Solar gets big and cheap in California
This week, utility Southern California Edison asked regulators to approve 20-year contracts to buy 250 megawatts of electricity from 20 small-scale photovoltaic farms.
Nothing especially newsworthy about that until you start reading through the document submitted to the California Public Utilities Commission (hat tip to Adam Browning of the Vote Solar Initiative). Turns out that in response to its request for bids, Southern California Edison received offers in excess of 2,500 megawatts.
In other words, there’s a whole lotta solar companies out there eager to generate carbon-free electricity.
And willing to do it relatively cheaply. Southern California Edison noted in its submission letter that the 20 projects — which will generate between 5 and 20 megawatts — will produce electricity at a cost below what utility industry wonks call the “market price referent.” The MPR, as they call it, represents the levelized cost over 20 years of a combined cycle gas turbine like those typically found in natural gas power plants in the Golden State.
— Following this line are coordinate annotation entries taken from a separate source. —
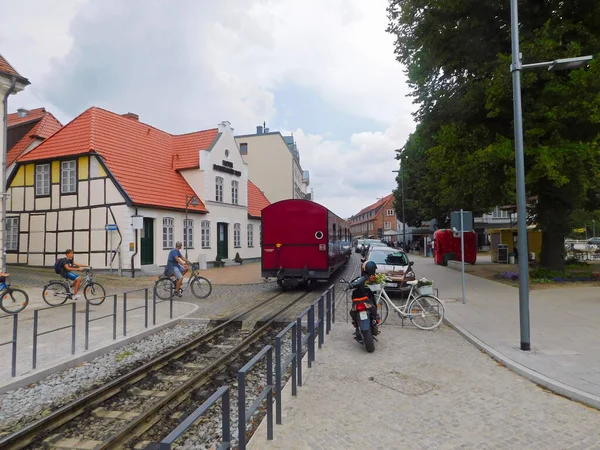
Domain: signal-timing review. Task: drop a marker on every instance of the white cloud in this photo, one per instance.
(184, 65)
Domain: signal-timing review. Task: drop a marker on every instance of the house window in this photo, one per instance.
(250, 235)
(205, 234)
(68, 177)
(219, 189)
(234, 192)
(188, 233)
(12, 234)
(237, 235)
(168, 232)
(42, 179)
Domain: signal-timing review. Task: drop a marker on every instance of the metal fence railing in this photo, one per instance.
(13, 341)
(266, 393)
(125, 310)
(155, 302)
(36, 314)
(88, 320)
(223, 392)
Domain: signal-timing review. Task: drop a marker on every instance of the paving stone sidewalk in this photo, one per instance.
(422, 390)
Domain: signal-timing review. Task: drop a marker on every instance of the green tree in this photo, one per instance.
(457, 55)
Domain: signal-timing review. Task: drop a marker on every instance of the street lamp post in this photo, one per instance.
(189, 200)
(516, 67)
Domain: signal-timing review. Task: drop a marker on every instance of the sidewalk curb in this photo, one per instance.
(553, 385)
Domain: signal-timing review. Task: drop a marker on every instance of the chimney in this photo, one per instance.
(132, 116)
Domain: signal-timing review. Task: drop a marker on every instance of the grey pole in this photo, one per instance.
(403, 218)
(520, 166)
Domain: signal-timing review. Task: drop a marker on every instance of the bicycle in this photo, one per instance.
(165, 285)
(12, 300)
(417, 307)
(57, 292)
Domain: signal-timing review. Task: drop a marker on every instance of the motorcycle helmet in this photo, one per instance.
(370, 268)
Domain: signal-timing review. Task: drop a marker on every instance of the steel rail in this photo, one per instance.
(64, 414)
(152, 415)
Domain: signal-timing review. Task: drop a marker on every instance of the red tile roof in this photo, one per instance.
(45, 127)
(7, 69)
(256, 200)
(186, 148)
(138, 155)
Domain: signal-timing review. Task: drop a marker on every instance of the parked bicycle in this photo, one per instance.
(57, 292)
(12, 300)
(425, 311)
(165, 285)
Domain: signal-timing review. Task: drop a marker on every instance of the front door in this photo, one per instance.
(222, 244)
(147, 241)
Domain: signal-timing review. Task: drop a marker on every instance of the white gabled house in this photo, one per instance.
(104, 170)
So in plain English, the developers of these solar farms have told the utility that they can produce electricity cheaper than a fossil fuel power plant.
The increasing competitiveness of photovoltaic power is a reflection of the steep drop in solar modules prices in recent years, thanks in large part to the rapid expansion of manufacturing capacity by Chinese solar companies. But solar modules themselves typically represent just half the cost of a project, so the growing competitiveness of solar energy probably also is due to developers’ increased efficiency at building power plants and cutting other costs.
It was notable that a homegrown technology, concentrating photovoltaics, is among those 20 contracts that came in below the market price referent. Amonix, a Southern California company, will supply the technology for four power plants. The company’s concentrating photovoltaics panels boost electricity production by using plastic lens to focus sunlight on highly efficient solar cells.
The conventional wisdom until recently was the technology was still just too expensive to be commercialized. Guess not.
As Vote Solar’s blog put it, “That’s a lot of solar, at a good price.”